# Gigabyte motherboard BIOS problem



## Officer Rich (Jan 27, 2003)

I really could use some help...
I am working on a Gigabyte motherboard model GA-6OXET. I wanted to clear the BIOS password, so I repositioned the jumper for clearing the BIOS. Upon re-positioning it, I get no boot-up whatsoever. I then removed the system recovery jumper, and I can get access to the floppy. I downloaded a BIOS flash utility and the current BIOS upgrade from Gigabyte. When I run the utility, I lose the keyboard, so I can't work in the update utility. I have called Gigabyte, but have been told I will be called back, with no response yet. 
Thank you in advance for any help you can give me!
P.O. Marando, NYPD


----------



## CSOFT (Feb 7, 2003)

I'v seen gigabyte boards lose the keyboard and the floppy more then once after a BIOS flash, but never a problem such as yours after a BIOS reset. Try to RMA it, or find a frind with an EPROM Writer to write a new bios to it.


----------



## FierFaerie (Apr 11, 2006)

*SAME problem with a GA-6VX7B-4X Motherboard!*

The system was unbootable, so I ran the post card, found out it was the processor (p3) that failed, so I replaced it with the only compatible thing I could find at the time, a 766 MHz Celeron, then it booted... or at least it started to boot, but I have lost the keyboard, and there is no partition on the disk, and the CMOS is cleared (no time/date), and I need a keyboard to do just about anything to fix it, including any kind of BIOS flash, which I am almost positive it needs! I never realized how important a keyboard was until this happened, just kinda took it for granted, lol.  

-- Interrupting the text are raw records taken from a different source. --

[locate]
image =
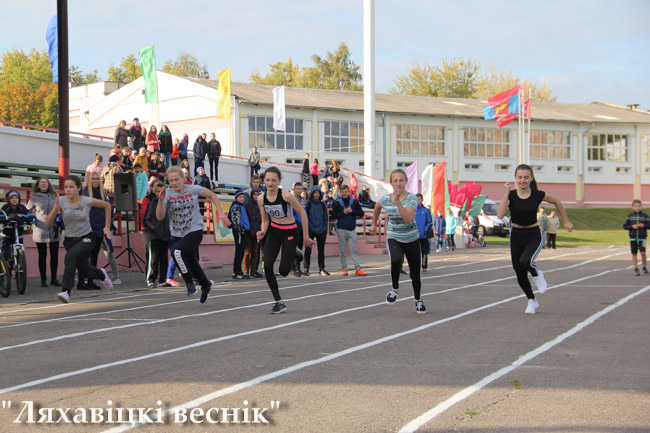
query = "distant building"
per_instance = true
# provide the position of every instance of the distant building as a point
(587, 154)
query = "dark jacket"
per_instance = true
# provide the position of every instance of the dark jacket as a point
(637, 218)
(346, 221)
(156, 230)
(214, 148)
(316, 212)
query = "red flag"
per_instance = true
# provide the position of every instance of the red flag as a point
(504, 97)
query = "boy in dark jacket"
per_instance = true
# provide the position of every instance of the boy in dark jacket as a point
(252, 251)
(158, 234)
(13, 209)
(345, 211)
(318, 221)
(637, 223)
(239, 226)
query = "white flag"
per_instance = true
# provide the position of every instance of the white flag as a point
(279, 117)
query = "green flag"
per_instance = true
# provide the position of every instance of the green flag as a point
(148, 65)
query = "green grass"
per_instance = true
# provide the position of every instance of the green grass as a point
(598, 226)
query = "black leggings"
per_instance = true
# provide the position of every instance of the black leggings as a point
(396, 252)
(42, 258)
(525, 245)
(187, 260)
(286, 237)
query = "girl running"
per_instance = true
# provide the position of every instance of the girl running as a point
(525, 238)
(79, 239)
(402, 236)
(280, 229)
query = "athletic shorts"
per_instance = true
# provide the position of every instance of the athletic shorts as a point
(637, 245)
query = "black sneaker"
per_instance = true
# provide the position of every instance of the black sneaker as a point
(205, 291)
(278, 308)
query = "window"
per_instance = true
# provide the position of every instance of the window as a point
(262, 134)
(343, 136)
(550, 144)
(486, 142)
(607, 147)
(420, 140)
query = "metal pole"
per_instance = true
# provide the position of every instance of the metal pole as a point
(64, 100)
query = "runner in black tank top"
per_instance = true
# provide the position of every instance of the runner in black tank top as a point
(525, 238)
(280, 229)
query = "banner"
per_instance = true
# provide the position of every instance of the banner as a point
(223, 94)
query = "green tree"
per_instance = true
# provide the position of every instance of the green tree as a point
(335, 71)
(186, 65)
(127, 71)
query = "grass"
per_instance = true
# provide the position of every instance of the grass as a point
(598, 226)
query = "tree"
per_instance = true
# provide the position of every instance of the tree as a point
(335, 71)
(186, 65)
(128, 70)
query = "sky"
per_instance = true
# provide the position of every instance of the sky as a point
(584, 50)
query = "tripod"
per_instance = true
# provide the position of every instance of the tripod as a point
(130, 251)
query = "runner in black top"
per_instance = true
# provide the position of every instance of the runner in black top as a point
(280, 231)
(525, 238)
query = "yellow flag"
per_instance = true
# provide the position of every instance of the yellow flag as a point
(223, 94)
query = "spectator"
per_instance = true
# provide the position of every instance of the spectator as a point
(136, 134)
(345, 211)
(166, 146)
(41, 204)
(214, 152)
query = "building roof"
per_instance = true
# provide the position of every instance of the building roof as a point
(344, 100)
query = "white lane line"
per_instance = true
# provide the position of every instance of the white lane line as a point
(196, 315)
(461, 395)
(257, 331)
(287, 370)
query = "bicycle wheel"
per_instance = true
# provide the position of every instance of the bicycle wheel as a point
(5, 278)
(21, 273)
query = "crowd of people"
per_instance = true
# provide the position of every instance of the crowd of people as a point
(267, 222)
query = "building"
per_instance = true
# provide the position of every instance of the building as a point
(591, 155)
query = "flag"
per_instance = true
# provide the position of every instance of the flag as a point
(412, 182)
(148, 64)
(52, 37)
(279, 115)
(223, 94)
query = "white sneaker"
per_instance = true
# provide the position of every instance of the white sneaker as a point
(532, 306)
(64, 297)
(540, 281)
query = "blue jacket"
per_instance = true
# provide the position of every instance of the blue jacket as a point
(346, 221)
(316, 212)
(422, 220)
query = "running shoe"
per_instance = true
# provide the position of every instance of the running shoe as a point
(531, 306)
(391, 297)
(540, 281)
(278, 308)
(64, 297)
(205, 291)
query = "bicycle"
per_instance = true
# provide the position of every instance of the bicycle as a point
(17, 264)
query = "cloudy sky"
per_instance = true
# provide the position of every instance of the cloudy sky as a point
(584, 50)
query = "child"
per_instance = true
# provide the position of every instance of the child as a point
(239, 225)
(158, 234)
(12, 208)
(423, 221)
(637, 223)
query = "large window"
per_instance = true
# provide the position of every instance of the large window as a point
(486, 142)
(343, 136)
(420, 140)
(262, 135)
(607, 147)
(550, 144)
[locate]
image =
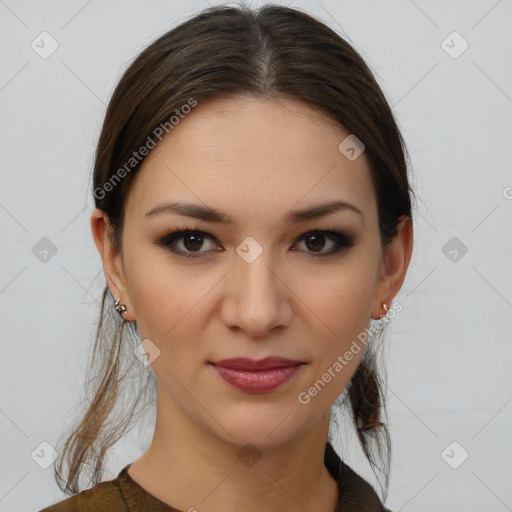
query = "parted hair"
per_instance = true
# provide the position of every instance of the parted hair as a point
(221, 52)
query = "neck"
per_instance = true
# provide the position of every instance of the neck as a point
(191, 468)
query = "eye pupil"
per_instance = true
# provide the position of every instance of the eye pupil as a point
(191, 247)
(319, 242)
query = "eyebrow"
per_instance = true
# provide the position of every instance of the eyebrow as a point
(213, 215)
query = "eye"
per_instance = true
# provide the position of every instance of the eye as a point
(189, 242)
(315, 241)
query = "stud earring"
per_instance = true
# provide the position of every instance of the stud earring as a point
(120, 308)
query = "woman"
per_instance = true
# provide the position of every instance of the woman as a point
(253, 217)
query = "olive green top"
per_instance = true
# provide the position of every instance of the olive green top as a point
(123, 494)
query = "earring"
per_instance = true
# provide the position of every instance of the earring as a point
(385, 306)
(120, 308)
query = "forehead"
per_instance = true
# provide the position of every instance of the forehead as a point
(243, 155)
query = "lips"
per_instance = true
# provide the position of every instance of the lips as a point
(268, 363)
(257, 376)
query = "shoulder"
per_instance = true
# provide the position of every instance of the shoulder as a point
(101, 497)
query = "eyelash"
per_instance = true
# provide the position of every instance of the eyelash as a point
(342, 240)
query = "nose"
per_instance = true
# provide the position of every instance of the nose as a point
(256, 298)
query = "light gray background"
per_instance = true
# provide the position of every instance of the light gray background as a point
(449, 349)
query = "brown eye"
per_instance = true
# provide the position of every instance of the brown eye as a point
(316, 240)
(192, 242)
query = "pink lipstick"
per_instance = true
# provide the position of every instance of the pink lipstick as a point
(257, 376)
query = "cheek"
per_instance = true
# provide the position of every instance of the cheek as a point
(168, 299)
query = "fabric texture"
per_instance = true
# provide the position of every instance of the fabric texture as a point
(123, 494)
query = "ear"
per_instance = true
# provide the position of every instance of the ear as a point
(394, 266)
(112, 261)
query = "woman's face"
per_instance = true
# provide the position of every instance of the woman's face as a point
(254, 286)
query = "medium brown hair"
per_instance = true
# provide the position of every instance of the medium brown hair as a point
(223, 52)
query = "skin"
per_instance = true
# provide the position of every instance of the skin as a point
(254, 160)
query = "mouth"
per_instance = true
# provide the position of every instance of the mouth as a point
(257, 376)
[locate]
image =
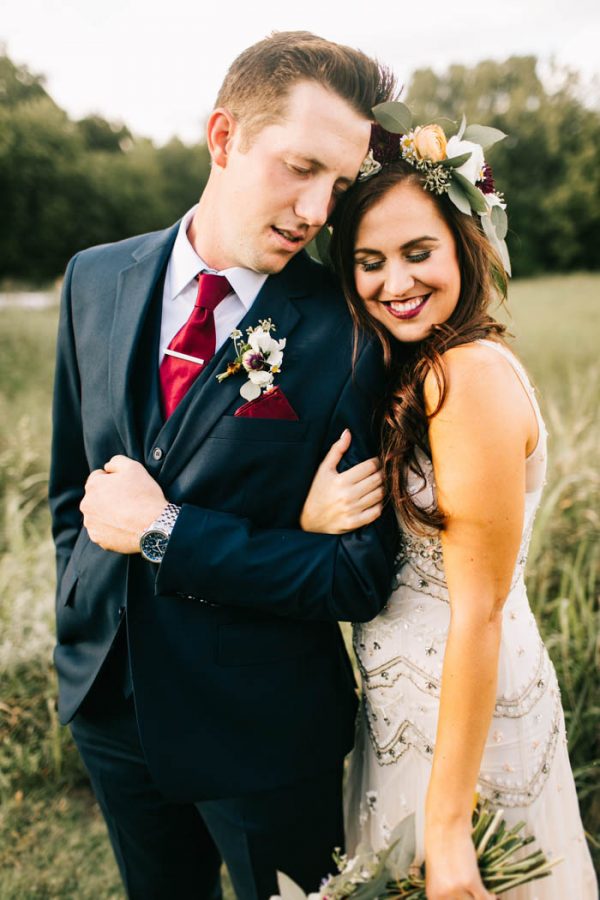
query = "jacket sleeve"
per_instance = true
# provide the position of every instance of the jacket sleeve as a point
(223, 559)
(68, 466)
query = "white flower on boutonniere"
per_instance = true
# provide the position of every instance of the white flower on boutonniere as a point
(260, 355)
(473, 166)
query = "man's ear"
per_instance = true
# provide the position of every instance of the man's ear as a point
(220, 129)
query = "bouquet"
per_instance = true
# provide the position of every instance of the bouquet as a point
(390, 873)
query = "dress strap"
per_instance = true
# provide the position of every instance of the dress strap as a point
(527, 386)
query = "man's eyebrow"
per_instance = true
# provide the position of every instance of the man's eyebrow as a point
(407, 246)
(317, 164)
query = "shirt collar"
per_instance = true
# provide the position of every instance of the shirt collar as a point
(185, 264)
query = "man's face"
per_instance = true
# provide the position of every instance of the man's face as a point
(275, 194)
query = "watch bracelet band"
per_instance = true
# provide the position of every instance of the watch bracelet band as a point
(166, 520)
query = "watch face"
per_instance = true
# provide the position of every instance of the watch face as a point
(153, 545)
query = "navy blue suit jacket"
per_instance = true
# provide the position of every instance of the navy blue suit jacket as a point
(256, 690)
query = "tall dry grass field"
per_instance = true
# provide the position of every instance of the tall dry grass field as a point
(52, 841)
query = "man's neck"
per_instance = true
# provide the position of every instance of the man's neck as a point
(204, 233)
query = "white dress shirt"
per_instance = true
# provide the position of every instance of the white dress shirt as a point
(181, 288)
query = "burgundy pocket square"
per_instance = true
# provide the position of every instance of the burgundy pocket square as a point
(271, 404)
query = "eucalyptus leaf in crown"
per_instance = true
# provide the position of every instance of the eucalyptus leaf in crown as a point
(454, 166)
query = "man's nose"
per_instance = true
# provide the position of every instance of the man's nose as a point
(315, 203)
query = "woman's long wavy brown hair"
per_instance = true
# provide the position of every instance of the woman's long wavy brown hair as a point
(404, 420)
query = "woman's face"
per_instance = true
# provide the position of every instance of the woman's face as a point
(405, 264)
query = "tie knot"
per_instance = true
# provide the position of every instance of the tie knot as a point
(211, 290)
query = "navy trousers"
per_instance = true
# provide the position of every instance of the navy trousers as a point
(172, 851)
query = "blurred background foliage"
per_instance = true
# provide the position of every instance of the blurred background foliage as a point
(69, 184)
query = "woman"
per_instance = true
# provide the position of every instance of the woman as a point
(459, 692)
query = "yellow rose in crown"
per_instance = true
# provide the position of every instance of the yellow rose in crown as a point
(429, 142)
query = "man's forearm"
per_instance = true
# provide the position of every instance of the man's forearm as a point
(223, 559)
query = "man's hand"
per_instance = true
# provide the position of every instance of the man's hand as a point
(119, 503)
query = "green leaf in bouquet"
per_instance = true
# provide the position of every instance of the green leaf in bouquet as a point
(401, 853)
(483, 135)
(474, 195)
(454, 162)
(500, 222)
(459, 198)
(395, 117)
(288, 889)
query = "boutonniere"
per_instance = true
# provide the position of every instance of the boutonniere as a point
(259, 355)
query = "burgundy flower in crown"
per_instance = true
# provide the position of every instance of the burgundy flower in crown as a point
(454, 166)
(486, 184)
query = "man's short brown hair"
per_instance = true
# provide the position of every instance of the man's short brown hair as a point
(259, 80)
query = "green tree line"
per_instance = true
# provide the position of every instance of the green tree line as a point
(66, 184)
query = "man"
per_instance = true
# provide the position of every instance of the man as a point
(206, 681)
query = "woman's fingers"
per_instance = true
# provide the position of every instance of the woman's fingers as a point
(337, 450)
(361, 471)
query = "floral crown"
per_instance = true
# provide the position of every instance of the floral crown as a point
(454, 166)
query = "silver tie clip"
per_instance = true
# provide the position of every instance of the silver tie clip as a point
(185, 356)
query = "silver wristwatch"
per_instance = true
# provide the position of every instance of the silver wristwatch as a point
(154, 540)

Anyway, I've found out that the Gigabyte GA-6VX7B-4X's original BIOS doesn't support ACPI, so that's why the keyboard, and several other hardware devices aren't recognized (and by the way, I started with a ps/2 keyboard, went out and bought a USB keyboard, no dice). AAHHH!!!:upset: This is so frusterating! I need a keyboard to do anything, I may just have to replace the whole damn motherboard (excuse my language :4-dontkno :4-dontkno :4-dontkno :4-dontkno :4-dontkno  :upset: :upset:

if anyone has any ideas I'd appreciate it.

Technical specs:
custom built machine, 
AGP VGA video card, 3 banks of SDRAM (256, 256, 512), IDE HD, IDE cd-rom, I also installed an on-board floppy, 2 usb 2.0 ports and 2 usb 1.1 ports, none of which seem to work, (yes I've tried reseating the memory and video card modules, yes I have disconnected and reconnected all power/data cables...) took out all the bells and whistles just left the bare essentials, 


Gigabyte GA-6VX7B-4X motherboard Rev 3.2

AMIBIOS ver. F38 (the BIOS chip itself says:
686
AMIBIOS
(c) 1999
AX98
2 4 2 7 )

VIA VT82C686B chipset (which also says on chip:
VIA VT82C686B
0113CD
13B006100)

also, when I first got it running after I switched the processors, it had a 3 beep code, 2 beeps, pause, then a slightly longer beep. At that time, the POST card got stuck on A2. When I got the USB keyboard, the post cleared all checkpoints (00) and it went down to one beep, AFTER the post was done, and the system configuration screen had already loaded. NEED KEYBOARD!

any advice?


VIA VT82C686B chipset


----------